Spillane aims to provide an experience like this to her crews so they can “walk taller.” She has been getting used to the Philmont hands-off approach of teaching - allowing crews to find their own way and make mistakes. As a mother, the hands-off approach is not a leadership style she’s used to: “It is not my natural space. I’m accustomed to being a person in charge…It’s leading from behind, which, if a scout troop is done right, that is the way leaders are leading.”

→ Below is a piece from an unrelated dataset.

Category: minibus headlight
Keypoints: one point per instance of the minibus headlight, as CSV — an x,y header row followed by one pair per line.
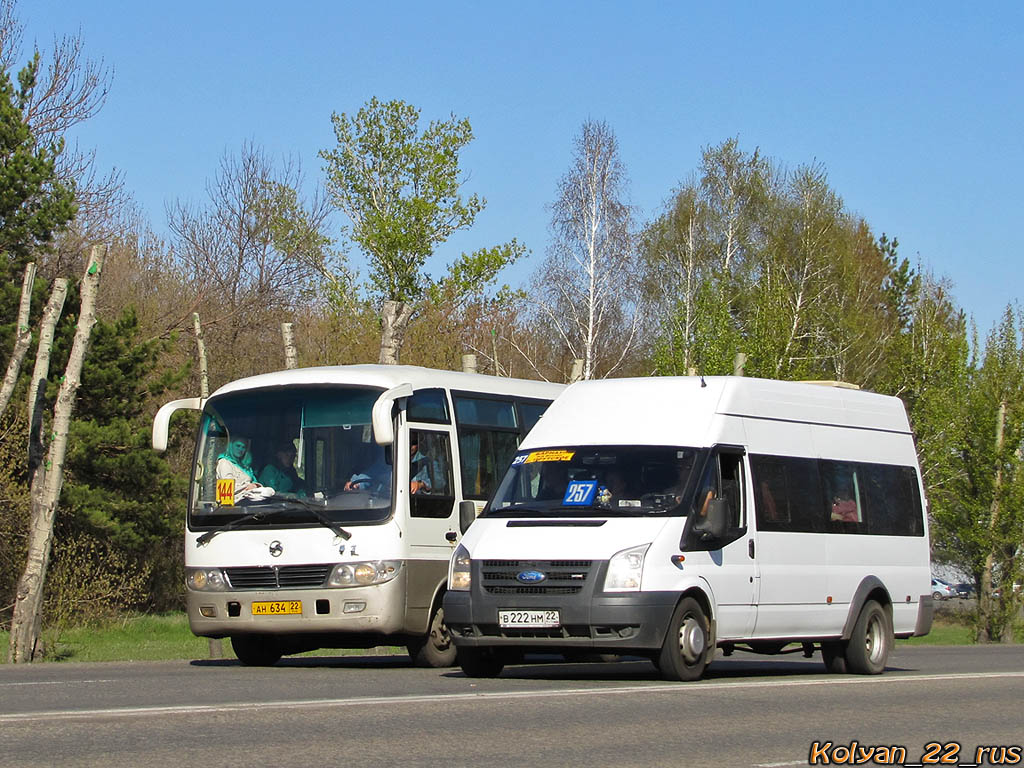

Her relationship to crew members is a little different. Most rangers are near-friends with Scouts at Philmont due to the small age gap and can connect with Scouts easily. However, Spillane has a peer relationship with advisors, and she feels she gains instant credibility that young Rangers usually have to work to build.
Despite some of the challenges of the teaching style at Philmont and age gaps, Spillane is doing well, according to her crews and family.
“She knows her job. She's a good teacher. She's very fit. She's definitely doing more than keeping up with these guys. She's really kind.. I think she's a great Ranger.” said Shon McGontmery, lead advisor of one of her crews, 713-D-01.
“She’s kicking butt, man." said John. "She’s doing great. Every person I’ve heard of, like, Rangers in her [training crew], or the people that have just seen her, it’s like, ‘Your mom’s the greatest ranger ever,’ like, she knows absolutely what she’s doing.”
With a lot of her family out at Philmont, she looks forward to getting to see them when she can. “I’m hopeful that we’ll find some window when we can all have a couple of nights to just go out there somewhere. You know, even a day hike as a family,” Spillane said.
She is planning on doing much more than a day hike with family in the near future. She plans on returning as a ranger again after hiking the Appalachian Trail with her husband next year.